Acquired drug resistance is one of the major challenges for cancer therapy. There is mounting evidence that cells from the tumour microenvironment have a strong influence in the development of anticancer therapy resistance. Despite the advances of our understanding in cancer, the mechanisms and effects of these tumour associated cells still remains elusive. In addition, there is currently a lack of high-throughput methods suitable for the study of the functional effects of anticancer drugs on tumour samples where the interplay between cancer cells and the tumour microenvironment (TME) is intact.
We have developed an Alginate-based Tissue Engineering (ALTEN) platform, a biomimetic hydrogel system for rapid functional testing of anticancer drugs in explanted tumours. The alginate biomimetic hydrogels allow us to study properties of cancer cells by providing a 3D scaffold that highly resembles the native extacellular matrix (ECM) allowing the permeation of nutrients and gas interchange. Here, we use high-resolution single-cell RNA-seq technologies to analyse the molecular effects of anticancer treatments within the tumour to study the mechanisms of acquired drug resistance.

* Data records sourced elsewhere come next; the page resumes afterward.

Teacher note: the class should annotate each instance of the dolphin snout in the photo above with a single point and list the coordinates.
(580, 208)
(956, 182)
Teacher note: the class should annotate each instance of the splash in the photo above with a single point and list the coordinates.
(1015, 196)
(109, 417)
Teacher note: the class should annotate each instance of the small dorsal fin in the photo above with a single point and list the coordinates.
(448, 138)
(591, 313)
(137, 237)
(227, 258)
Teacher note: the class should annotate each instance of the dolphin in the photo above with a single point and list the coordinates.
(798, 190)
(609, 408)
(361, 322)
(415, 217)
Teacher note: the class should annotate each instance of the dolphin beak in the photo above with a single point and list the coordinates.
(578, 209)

The combination of ALTEN and scRNAseq technology enable high-throughput and high-resolution screening of tumour explants simultaneously studying the impact of drug therapies in cancer cells and cells from the TME, 1) to establish novel therapeutic combinations, and 2) to characterise the acquisition of drug resistance in standard therapies.

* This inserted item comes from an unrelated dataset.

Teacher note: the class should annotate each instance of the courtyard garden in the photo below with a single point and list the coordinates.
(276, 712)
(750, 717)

In summary, the ALTEN platform provides an innovative avenue allowing engineering of patient tumour explants to investigate the efficacy of therapies in a high-throughput manner and provide preclinical information on optimising treatments. The integration of both the large-scale drug screening capacity of ALTEN and the high-resolution molecular phenotyping scRNA-seq is set to revolutionise our understanding of the molecular mechanisms of cancer drug resistance.